Michelle Malkin comments in her article, Maxine Waters: Banking On Hypocrisy, that Rep. Waters (D-Cal) was “frothing” at the mouth excoriating the CEO’s of various banks. Meanwhile, she is profiting thru ties to OneUnited.

The hubris of these politicians is beyond fathomable. I suppose it’s because they don’t believe anyone will hear about it. They are probably right. The article cites how Waters benefits financially and personally contacted the Treasury Dept to ensure OneUnited received TARP monies. She never disclosed her personal stake in the company.

(Note: Frank Rich also went to bat for the same bank. Not sure what his upside may have been, if any at all)
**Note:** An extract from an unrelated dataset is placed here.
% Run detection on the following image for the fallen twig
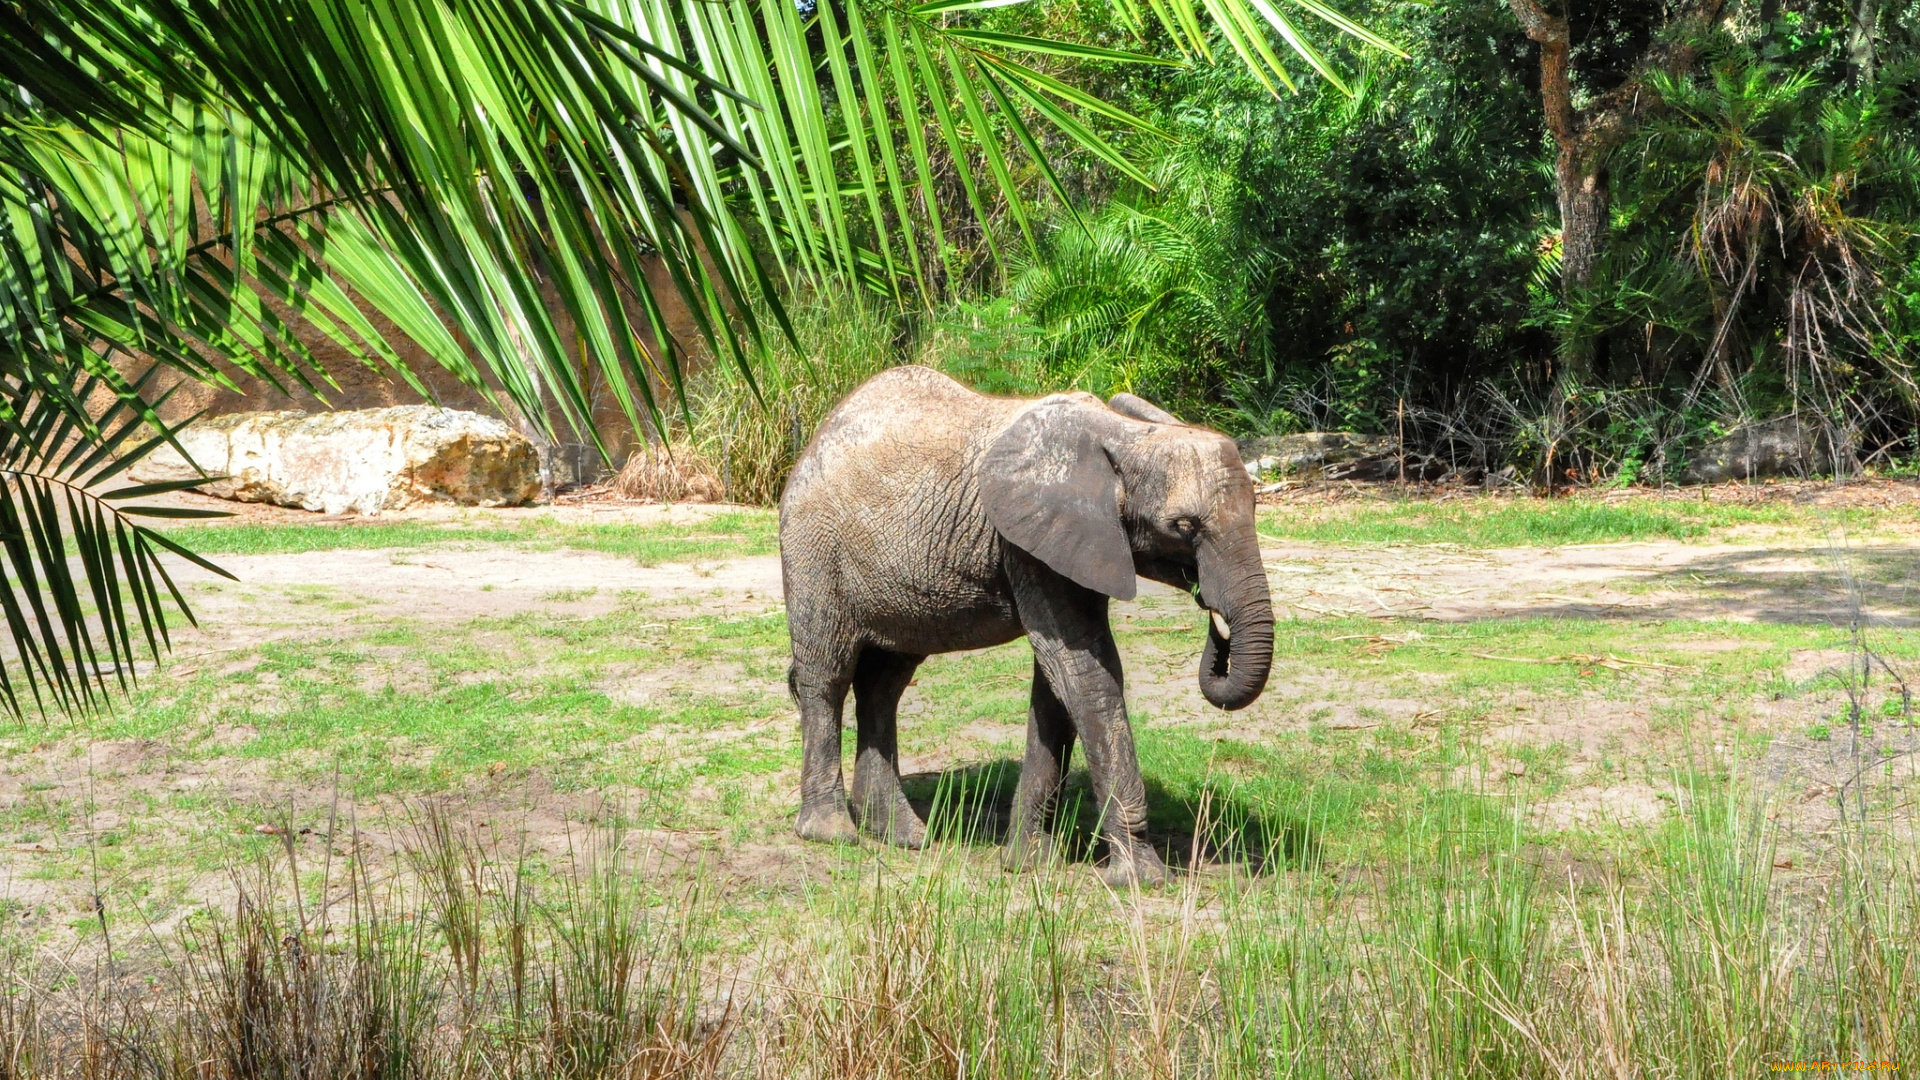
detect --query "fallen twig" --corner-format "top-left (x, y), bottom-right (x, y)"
top-left (1529, 593), bottom-right (1648, 607)
top-left (1329, 631), bottom-right (1424, 656)
top-left (1468, 652), bottom-right (1686, 672)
    “The Wall Street Journal reported Thursday that the high-and-mighty Waters had a personal and financial stake in Boston-based OneUnited, a minority bank that received $12 million in TARP money under smelly circumstances. The banks’ executives donated $12,500 to her congressional campaigns. Her husband, Sidney Williams, was an investor in one of the banks that merged into OneUnited. They’ve profited handsomely from their relationship with the bank:

    ‘Congressional financial-disclosure forms show Ms. Waters acquired OneUnited stock worth between $250,000 and $500,000 in March 2004, as did Mr. Williams. Mr. Williams joined the board of OneUnited that year.
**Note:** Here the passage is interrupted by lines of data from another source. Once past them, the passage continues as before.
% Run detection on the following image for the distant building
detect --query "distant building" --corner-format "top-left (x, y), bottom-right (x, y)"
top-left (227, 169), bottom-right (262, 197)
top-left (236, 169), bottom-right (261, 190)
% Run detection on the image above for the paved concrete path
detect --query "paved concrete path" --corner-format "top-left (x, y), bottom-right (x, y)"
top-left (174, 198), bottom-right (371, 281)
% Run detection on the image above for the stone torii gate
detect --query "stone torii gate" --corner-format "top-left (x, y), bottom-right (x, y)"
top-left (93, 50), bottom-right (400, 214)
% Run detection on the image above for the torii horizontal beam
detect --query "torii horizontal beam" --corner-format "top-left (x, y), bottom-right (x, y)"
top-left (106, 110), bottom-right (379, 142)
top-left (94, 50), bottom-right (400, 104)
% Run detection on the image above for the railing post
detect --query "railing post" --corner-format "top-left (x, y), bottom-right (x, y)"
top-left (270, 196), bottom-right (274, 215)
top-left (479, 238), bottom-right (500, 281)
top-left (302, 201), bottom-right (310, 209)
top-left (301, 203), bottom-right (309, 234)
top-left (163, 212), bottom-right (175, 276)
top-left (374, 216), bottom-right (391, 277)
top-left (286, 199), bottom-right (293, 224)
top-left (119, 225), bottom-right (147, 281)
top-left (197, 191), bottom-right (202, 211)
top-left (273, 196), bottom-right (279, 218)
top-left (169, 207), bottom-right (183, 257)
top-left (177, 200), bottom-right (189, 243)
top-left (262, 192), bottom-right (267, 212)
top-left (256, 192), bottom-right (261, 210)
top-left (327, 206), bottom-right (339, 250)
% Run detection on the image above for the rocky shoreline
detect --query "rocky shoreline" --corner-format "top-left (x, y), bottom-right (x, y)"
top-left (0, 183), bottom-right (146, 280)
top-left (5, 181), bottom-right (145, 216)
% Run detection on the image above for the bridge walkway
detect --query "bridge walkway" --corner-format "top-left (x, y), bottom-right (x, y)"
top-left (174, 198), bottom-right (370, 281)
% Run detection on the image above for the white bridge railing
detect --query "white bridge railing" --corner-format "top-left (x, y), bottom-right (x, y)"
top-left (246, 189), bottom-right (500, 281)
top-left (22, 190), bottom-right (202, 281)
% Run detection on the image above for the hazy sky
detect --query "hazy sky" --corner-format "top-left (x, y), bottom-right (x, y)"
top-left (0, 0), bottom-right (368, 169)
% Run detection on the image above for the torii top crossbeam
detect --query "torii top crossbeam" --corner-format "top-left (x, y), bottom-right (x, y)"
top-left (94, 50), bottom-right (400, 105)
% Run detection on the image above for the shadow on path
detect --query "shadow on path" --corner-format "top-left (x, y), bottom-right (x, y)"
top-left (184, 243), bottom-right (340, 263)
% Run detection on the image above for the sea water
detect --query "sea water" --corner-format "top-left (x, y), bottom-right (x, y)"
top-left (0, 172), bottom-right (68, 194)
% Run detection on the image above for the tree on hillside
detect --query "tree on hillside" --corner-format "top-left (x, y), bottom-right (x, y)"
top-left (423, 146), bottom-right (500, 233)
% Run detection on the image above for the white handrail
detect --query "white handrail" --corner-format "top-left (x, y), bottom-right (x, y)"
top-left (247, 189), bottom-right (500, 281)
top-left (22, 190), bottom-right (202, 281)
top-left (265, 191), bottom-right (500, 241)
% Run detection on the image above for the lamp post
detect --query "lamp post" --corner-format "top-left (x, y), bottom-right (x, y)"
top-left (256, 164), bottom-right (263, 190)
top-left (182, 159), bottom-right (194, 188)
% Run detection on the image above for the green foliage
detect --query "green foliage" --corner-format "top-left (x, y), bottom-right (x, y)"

    ‘Each sold shares in September 2004 — including Ms. Waters’ entire stake — but Mr. Williams continued to hold varying amount of the company’s stock. In the lawmaker’s most recent financial-disclosure form, dated May 2008 and covering the prior year, Ms. Waters reported that her husband held between $250,000 and $500,000 worth of the bank’s stock.’
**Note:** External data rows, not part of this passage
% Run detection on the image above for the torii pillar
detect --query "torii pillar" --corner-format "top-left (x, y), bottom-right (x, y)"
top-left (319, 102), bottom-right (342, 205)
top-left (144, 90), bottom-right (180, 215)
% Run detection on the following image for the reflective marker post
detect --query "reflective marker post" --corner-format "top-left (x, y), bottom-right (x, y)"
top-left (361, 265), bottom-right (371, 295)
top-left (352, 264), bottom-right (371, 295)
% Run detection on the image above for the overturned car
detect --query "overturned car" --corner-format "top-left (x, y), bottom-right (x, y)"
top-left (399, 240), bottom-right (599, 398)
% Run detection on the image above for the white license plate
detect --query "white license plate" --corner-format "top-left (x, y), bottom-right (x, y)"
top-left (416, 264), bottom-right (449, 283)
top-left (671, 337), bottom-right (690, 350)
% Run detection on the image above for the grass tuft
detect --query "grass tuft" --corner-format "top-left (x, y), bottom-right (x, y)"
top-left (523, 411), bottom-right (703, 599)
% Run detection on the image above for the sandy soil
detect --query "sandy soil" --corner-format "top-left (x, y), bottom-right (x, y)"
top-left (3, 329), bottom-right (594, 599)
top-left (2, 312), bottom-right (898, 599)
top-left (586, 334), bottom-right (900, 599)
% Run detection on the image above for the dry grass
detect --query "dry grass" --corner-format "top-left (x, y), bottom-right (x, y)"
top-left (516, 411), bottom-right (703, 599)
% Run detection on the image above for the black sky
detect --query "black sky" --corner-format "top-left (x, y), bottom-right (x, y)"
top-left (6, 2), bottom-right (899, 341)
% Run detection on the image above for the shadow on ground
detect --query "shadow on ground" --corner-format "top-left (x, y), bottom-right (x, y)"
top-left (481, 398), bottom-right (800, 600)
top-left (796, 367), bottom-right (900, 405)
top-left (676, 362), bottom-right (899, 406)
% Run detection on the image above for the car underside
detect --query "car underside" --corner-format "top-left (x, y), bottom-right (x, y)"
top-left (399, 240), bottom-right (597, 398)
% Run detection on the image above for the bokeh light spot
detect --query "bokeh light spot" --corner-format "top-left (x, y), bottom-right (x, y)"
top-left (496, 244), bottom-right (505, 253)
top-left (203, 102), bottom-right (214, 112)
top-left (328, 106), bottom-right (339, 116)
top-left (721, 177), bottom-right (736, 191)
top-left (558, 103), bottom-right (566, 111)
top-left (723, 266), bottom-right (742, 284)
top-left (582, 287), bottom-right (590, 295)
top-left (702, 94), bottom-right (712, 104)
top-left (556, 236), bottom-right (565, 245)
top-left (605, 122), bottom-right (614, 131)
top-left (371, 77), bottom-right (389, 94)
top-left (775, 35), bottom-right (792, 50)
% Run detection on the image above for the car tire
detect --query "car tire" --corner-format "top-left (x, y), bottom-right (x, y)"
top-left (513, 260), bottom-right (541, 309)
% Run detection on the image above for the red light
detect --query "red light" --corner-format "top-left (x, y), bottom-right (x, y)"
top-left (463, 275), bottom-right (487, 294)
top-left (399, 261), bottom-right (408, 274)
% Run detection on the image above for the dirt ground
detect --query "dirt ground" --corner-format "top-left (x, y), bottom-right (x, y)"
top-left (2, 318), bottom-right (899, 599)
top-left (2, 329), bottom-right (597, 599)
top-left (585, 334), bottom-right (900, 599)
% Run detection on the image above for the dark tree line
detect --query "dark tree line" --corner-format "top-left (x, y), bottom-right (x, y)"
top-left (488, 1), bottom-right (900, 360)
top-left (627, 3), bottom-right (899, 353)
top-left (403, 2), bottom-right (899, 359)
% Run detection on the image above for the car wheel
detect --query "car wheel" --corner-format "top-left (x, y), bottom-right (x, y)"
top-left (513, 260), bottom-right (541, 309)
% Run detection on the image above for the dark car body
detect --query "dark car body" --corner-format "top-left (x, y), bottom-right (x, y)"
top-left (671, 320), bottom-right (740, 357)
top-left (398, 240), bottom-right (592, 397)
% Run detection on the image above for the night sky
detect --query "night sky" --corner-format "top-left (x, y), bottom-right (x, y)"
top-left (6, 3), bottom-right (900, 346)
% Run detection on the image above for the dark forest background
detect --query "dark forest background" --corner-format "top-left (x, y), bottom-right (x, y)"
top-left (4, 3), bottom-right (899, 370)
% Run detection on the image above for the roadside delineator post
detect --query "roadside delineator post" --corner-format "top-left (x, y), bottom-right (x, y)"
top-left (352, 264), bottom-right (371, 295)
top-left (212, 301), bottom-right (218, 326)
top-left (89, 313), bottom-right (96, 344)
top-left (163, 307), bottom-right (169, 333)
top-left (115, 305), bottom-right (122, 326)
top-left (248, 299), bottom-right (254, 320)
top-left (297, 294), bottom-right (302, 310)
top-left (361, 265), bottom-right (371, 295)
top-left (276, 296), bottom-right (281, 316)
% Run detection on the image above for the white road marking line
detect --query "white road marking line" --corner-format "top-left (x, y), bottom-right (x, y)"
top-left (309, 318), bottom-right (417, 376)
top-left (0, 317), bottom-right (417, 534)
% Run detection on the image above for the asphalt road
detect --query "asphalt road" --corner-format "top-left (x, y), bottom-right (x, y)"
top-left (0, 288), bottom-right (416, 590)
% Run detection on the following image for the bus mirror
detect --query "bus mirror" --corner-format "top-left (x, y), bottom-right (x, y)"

    ‘Mr. Williams also received interest payments from a separate holding at the bank, also worth between $250,000 and $500,000. The 2008 form doesn’t specify what that is. Mr. Williams stepped down from the bank’s board last spring. It couldn’t be learned whether he still owns stock in the bank. Mr. Williams didn’t return calls seeking comment.’

    Waters (along with Frank) participated directly in pressuring the feds for OneUnited’s piece of the bailout pie. She personally contacted the Treasury Department last December requesting $50 million for the company — and failed to disclose her ties to the bank to them. The government ended up coughing up $12 million in TARP funding for OneUnited — despite another government agency rapping the bank in October 2008 for “operating without effective underwriting standards and practices,” “operating without an effective loan documentation program” and “engaging in speculative investment practices.”

    Oh, and get this: The favored bank of Maxine Waters was also penalized for alleged excessive executive compensation. The FDIC ordered the bank to “sell all bank-owned automobiles,” require reimbursement for executives’ car purchases (according to the Boston Business Journal, OneUnited CEO Kevin Cohee was cruising around in a 2008 Porsche SUV), and cease payments on a $6 million Santa Monica beachfront home purchased by Cohee, his wife, Teri Williams, who served as bank president, and others.

    Responding to scrutiny of the bank’s special treatment, Cohee is now accusing critics of — yep, you guessed it — racism.